230 Minute From Durie To Menzies
Japanese Trade Agreement-Deputation from ACMA
For your meeting with ACMA this afternoon, Jones has prepared the
attached papers. They comprise:
(a) A general note;
(b) A brief outline of the provisions of the Agreement;
(c) A commentary on the particular points made in the ACMA letter.
Also attached is a copy of the letter from the Chambers and a copy
of the Agreement.
The following observations may be helpful in determining the
response to the deputation.
(1) Tariff Protection Policy. It would be reasonable to say that
this is not an entirely relevant argument. Whether or not
manufacturers are dissatisfied about the Government's general
tariff policy and the recent treatment of individual Tariff Board
reports, is not a principal factor in considering the Trade
Agreement with Japan.
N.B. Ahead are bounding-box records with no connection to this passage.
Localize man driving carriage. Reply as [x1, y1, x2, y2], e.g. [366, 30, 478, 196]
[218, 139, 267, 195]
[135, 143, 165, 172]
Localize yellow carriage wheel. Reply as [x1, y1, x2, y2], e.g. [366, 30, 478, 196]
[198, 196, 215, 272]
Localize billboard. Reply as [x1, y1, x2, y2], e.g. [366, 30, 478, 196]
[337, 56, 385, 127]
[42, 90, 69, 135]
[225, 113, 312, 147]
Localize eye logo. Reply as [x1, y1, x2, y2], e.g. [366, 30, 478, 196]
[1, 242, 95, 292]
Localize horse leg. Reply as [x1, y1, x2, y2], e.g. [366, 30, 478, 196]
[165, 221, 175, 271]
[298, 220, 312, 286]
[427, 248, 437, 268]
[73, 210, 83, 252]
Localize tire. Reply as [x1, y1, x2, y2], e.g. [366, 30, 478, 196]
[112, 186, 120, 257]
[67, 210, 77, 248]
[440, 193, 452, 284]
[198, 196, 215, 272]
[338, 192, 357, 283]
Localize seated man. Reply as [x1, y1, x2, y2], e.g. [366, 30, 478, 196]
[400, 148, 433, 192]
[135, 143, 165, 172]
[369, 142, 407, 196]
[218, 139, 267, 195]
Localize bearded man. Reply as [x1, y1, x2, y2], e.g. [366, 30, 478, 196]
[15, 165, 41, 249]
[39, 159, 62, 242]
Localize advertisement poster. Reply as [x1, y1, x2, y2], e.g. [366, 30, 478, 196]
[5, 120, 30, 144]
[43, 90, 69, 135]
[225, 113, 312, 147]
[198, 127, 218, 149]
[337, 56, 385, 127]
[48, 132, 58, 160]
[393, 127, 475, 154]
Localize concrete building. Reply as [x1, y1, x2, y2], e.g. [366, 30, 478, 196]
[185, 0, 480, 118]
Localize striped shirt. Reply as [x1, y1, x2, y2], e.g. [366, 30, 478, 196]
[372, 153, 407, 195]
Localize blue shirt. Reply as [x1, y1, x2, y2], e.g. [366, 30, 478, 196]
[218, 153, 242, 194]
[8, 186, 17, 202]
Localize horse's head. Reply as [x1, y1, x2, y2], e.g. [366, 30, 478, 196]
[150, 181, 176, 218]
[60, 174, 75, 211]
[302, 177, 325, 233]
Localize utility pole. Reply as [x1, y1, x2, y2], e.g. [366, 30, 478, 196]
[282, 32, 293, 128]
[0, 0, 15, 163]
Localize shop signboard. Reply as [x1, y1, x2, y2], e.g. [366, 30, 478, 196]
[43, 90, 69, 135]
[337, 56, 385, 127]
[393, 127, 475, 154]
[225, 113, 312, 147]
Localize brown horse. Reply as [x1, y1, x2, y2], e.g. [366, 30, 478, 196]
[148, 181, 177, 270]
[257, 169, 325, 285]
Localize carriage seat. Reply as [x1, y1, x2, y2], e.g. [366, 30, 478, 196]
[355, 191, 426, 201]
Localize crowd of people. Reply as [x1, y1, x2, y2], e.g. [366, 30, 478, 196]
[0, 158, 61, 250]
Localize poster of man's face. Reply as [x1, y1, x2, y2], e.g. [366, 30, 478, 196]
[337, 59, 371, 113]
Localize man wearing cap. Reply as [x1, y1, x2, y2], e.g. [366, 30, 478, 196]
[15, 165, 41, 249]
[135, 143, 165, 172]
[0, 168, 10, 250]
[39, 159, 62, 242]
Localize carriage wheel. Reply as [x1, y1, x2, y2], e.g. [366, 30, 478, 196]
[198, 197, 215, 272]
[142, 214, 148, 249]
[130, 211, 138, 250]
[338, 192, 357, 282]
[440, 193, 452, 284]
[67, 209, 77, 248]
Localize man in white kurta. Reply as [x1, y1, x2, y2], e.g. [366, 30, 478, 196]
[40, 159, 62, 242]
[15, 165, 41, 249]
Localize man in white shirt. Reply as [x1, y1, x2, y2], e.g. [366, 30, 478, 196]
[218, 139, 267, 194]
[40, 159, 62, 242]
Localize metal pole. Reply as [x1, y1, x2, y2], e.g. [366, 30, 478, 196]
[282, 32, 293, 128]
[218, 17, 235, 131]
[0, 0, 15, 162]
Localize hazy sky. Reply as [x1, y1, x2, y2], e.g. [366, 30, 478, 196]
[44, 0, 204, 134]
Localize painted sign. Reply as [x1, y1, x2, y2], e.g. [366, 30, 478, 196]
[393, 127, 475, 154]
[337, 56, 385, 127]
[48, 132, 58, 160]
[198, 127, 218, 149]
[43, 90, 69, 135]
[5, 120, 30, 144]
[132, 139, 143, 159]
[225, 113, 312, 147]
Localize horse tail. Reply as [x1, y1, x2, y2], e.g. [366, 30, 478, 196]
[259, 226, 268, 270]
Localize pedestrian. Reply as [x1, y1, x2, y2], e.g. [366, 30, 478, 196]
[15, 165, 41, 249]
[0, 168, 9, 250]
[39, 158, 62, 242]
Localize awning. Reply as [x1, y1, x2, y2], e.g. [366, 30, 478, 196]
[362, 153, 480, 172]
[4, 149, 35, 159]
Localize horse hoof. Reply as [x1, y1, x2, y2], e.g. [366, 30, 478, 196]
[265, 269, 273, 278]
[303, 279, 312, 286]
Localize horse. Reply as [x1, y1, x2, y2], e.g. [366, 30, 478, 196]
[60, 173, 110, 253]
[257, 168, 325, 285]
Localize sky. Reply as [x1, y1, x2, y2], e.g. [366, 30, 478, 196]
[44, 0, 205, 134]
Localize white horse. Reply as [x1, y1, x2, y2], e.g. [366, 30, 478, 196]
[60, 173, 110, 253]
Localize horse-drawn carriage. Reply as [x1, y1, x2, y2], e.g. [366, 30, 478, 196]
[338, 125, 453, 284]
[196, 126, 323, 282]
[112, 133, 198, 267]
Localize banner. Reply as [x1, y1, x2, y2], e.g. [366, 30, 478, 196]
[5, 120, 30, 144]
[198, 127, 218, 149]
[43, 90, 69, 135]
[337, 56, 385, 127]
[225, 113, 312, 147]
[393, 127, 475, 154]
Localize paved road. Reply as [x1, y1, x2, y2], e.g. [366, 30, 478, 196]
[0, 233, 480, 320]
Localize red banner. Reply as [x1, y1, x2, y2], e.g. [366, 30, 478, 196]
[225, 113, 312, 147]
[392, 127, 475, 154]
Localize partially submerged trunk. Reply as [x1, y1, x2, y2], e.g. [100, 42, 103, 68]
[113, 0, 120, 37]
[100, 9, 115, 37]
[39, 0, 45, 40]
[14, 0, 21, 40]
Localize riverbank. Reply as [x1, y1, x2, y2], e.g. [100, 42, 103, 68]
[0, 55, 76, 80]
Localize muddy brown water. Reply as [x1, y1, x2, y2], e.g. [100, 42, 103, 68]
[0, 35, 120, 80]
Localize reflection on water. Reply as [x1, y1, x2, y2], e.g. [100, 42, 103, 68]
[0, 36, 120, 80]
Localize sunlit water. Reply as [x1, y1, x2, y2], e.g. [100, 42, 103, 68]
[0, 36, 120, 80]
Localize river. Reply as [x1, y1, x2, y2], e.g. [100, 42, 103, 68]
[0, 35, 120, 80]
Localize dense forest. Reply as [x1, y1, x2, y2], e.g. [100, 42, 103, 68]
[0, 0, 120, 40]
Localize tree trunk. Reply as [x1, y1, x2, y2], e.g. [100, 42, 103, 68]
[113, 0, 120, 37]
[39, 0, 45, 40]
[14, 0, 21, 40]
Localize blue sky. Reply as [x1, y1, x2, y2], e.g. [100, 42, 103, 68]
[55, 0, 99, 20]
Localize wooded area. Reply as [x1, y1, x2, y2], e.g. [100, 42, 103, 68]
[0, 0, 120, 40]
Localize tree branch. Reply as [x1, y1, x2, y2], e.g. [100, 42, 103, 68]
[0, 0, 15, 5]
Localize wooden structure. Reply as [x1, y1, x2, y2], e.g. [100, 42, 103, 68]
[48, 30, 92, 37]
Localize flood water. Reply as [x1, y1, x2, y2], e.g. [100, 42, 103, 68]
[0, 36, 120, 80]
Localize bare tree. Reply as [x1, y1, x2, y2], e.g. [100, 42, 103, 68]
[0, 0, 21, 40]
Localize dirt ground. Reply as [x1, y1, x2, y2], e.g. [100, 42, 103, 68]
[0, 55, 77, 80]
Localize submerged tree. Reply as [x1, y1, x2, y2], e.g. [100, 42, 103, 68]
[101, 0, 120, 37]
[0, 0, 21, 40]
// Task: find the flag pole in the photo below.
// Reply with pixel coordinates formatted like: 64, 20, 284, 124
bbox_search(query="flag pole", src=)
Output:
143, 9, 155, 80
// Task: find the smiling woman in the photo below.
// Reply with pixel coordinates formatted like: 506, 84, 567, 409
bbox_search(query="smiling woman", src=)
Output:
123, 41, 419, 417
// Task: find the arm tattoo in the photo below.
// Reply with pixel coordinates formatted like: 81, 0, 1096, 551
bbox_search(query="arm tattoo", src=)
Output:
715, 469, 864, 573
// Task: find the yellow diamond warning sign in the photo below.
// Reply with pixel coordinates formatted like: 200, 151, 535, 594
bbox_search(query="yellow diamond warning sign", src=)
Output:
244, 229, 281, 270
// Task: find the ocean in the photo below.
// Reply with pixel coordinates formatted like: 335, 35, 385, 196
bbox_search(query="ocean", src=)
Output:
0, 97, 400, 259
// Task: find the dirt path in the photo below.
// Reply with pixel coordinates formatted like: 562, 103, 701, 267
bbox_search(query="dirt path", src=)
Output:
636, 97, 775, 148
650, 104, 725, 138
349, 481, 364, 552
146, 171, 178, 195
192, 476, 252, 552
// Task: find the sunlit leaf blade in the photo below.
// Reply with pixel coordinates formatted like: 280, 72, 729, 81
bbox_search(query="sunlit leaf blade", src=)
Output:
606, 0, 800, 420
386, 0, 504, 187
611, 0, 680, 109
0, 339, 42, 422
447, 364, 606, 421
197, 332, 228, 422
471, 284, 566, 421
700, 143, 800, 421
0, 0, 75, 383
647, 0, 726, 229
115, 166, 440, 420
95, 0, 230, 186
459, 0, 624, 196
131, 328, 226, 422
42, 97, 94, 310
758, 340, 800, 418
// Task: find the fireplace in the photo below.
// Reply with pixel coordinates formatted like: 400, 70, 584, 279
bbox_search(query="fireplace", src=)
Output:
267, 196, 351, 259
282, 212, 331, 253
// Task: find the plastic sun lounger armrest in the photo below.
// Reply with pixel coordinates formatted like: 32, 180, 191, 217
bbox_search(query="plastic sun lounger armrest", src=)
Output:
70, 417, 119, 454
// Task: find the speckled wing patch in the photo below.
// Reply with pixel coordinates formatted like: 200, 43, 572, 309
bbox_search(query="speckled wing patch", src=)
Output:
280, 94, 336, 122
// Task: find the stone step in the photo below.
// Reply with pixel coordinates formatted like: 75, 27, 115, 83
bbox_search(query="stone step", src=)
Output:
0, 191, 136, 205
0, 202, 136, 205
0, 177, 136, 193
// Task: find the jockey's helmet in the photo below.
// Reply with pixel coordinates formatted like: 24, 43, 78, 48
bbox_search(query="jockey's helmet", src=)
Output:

In any event, Mr McEwen has already said
publicly that these matters are being considered and no doubt he
would welcome the considered views of the Chambers of
Manufacturers on this problem.
(2) Emergency Action under the Agreement. This appears to be the
key to the complaint. The Chambers have either misunderstood or do
not accept Mr McEwen's assurances that the Agreement entitles us
to take emergency action in certain circumstances. The fact is
that if the Agreement does not allow emergency action, then the
whole Agreement must be regarded as one of the most successful
confidence tricks of all time.
However, I imagine that the real concern of the Chambers is their
expectation that Mr McEwen will be unwilling rather than unable
and in the event the Chambers will undoubtedly claim that they
were right in their expectations because they will produce
individual cases where, in their view, emergency action was
clearly needed but the Government failed to act.
There are, therefore, two aspects of the problem. The first is
that clearly the Government has a right to emergency action; the
second is that the Government is not going to be panicked into
using that action every time the Chambers of Manufacturers make a
claim. The Agreement has got to be given an opportunity to work
and it would perhaps be as well to be quite frank in putting it to
the Chambers that the Government would expect that the use of the
emergency provisions would be the rare exception.
(3) Japanese Voluntary Restraint. It will not be possible now or
in the future to convince the Chambers of Manufacturers that this
is a worthwhile provision and that Japanese intentions are
honourable. The Government could be well satisfied that the
provision is working effectively, but it only takes one
manufacturer to claim that Japanese imports have put him out of
business and the undertaking is discredited. There will be
references to Canadian experience where the Government and
officials have been well satisfied with the arrangement, but not
manufacturers, and the case just cannot be proved. It is only left
to us to emphasise our belief in the efficacy of the arrangement
and the Government's view that this provision is an integral part
of the Agreement and if it does not work to the Government's
satisfaction, the whole Agreement is invalidated.